Yeah, I think it's little scratches from the keys touching the screen that accumulate over time, not a finger oil issue.
posted by 6550 at 6:01 PM on November 15, 2009

Are you talking about the unibody MBP with glass screen? I always thought it was bog-standard glass, no special coatings. It’s what I have and I treat it as if it’s indestructible. Water and a microfiber cloth get everything off.

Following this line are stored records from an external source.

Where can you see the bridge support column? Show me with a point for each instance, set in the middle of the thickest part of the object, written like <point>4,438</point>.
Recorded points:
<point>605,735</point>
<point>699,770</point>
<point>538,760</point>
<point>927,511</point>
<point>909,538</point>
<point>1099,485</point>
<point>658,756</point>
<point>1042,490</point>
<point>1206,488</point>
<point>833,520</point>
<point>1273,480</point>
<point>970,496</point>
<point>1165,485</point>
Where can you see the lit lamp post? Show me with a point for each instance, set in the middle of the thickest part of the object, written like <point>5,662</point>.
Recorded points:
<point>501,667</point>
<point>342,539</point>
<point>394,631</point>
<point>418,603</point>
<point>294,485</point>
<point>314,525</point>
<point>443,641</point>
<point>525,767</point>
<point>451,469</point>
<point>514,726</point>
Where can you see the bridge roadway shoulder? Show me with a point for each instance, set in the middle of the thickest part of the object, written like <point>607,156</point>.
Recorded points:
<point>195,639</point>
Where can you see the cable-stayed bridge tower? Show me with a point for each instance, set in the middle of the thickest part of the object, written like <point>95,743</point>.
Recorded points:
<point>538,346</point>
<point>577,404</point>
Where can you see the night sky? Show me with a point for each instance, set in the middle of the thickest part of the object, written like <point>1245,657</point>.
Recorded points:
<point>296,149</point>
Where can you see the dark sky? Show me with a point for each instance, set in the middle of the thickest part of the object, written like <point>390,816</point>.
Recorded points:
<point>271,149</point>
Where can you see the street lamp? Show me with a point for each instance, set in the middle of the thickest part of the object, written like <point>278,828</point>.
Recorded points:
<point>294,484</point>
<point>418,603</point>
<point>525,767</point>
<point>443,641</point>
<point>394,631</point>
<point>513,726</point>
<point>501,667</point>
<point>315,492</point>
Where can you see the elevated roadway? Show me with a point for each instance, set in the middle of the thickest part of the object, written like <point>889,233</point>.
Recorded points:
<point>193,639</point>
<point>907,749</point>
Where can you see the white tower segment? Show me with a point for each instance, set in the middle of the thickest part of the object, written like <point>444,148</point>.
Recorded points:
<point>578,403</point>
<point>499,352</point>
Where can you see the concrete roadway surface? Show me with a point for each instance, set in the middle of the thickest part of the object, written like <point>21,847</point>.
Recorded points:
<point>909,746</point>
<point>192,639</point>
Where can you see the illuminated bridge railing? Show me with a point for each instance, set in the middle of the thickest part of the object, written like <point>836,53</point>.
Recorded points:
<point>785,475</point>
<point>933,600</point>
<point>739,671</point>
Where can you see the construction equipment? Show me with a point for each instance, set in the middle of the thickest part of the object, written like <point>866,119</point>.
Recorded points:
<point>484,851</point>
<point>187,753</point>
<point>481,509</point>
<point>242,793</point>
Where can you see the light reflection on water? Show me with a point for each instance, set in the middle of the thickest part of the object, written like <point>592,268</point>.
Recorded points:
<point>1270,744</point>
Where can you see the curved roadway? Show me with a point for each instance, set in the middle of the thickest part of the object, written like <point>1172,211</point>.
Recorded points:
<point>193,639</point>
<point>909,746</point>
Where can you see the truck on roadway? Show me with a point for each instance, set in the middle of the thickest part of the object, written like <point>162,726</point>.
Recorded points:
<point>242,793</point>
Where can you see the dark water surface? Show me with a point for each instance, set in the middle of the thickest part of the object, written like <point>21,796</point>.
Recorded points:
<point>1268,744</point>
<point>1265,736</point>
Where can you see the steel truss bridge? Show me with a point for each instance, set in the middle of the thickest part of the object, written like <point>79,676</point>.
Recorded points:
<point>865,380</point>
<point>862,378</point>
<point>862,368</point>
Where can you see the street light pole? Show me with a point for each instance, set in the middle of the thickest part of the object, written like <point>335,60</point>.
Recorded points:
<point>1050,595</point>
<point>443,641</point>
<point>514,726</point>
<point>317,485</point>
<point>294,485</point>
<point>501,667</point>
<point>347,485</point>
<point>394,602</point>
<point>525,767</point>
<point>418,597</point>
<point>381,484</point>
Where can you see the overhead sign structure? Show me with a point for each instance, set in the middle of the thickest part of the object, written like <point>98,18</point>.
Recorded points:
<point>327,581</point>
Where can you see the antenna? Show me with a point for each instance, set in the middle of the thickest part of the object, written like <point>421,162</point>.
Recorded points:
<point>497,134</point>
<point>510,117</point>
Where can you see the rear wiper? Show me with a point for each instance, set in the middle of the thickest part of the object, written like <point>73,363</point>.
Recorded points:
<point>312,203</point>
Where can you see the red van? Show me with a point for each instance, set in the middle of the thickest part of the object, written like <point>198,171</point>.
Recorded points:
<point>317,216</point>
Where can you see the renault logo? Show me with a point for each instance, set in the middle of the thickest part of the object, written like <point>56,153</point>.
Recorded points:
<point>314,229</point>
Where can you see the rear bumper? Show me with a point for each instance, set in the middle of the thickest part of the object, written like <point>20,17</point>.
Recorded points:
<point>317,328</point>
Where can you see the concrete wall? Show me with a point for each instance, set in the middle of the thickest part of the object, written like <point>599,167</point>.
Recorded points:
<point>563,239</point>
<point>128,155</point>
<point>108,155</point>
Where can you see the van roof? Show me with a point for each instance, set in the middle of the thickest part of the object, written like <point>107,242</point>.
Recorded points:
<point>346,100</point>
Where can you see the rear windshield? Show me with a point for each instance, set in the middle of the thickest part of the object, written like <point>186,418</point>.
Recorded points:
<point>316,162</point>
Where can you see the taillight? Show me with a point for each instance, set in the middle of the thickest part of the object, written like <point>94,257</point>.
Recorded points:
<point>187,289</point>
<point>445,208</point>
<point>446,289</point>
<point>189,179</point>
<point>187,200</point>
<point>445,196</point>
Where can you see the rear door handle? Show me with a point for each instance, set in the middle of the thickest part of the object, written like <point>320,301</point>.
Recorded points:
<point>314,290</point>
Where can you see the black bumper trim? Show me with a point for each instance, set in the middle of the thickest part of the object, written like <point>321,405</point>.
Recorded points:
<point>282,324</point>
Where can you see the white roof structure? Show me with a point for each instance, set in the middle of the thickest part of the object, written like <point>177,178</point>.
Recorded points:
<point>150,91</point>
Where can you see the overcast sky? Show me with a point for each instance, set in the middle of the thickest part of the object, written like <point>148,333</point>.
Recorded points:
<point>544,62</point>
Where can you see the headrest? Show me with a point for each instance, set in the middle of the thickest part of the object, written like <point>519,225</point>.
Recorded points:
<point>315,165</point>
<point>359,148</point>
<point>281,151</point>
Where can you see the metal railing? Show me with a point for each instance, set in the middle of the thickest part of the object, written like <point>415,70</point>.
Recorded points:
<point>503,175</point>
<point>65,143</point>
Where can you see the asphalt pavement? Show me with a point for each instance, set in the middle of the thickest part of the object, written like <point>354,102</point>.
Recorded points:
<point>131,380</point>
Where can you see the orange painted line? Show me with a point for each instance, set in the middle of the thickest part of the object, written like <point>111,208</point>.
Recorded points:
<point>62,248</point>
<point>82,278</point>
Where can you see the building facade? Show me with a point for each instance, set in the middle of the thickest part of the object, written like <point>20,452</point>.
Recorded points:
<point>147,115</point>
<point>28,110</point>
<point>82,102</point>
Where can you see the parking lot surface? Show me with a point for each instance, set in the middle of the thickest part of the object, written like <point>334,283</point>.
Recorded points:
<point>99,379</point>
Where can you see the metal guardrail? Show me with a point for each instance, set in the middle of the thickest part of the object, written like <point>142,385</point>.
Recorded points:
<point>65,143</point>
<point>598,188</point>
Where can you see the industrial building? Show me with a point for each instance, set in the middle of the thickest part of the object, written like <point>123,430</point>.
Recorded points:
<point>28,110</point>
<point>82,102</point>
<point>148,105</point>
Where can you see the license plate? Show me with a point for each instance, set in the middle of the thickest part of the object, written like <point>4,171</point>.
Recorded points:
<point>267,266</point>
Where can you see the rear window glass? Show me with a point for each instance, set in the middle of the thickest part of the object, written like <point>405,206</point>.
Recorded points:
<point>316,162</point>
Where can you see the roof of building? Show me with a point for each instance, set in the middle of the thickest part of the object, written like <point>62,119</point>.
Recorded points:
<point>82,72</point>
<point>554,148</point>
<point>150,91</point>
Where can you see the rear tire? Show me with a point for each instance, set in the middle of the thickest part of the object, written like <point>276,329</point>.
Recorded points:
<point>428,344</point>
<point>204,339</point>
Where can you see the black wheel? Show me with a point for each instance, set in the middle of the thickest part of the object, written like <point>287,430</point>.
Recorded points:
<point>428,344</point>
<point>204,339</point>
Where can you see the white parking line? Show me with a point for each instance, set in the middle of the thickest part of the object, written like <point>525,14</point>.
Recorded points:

What I’m getting at is that if your screen has developed markings from ordinary use, maybe it’s not a design flaw but a manufacturing defect. Even the product page calls the screen “durable.” Is it still under warranty?
posted by Garak at 6:06 PM on November 15, 2009

my MBP did the line-on-the-screen deal about a year into its life. Took it to the Apple store and the tech there replaced the screen for free (under Applecare 3 year extended warranty). They also recommended I get a marware pad/rest to help protect the screen. It happened again about 4 months later plus the screen developed some dark ghosting. Took it back (still under Applecare) and they replaced the entire lid/hinge assembly - turns out that either a mfg defect or my abusive nature (tossing the laptop in my messenger bag and riding around with it on my bike/not treating it very carefully) somehow created a hinge mis-alignment and/or physically damaged the screen.

The techs mentioned that this could happen sometimes and scratches and lines on the screen were typically signs of the hinges not being perfectly straight/aligned. The dark "ghosting" that developed on the LCD panel was diagnosed as a backlighting defect caused by pressure points (it corresponded roughly to the pattern of the keyboard).

tl:dr: ymmv, but if you have Applecare, just take it in to the Apple Store and they'll make it right.
posted by lonefrontranger at 8:34 PM on November 15, 2009

Response by poster: Thanks, lonefrontranger - I will try my luck at the Apple Store, since I did shell out for Applecare.
posted by bashos_frog at 5:27 AM on November 16, 2009

Response by poster: Update - SoHo Apple store says it's considered normal wear and tear, and won't fix. I might try another store later since service seems to vary quite a bit from genius to genius.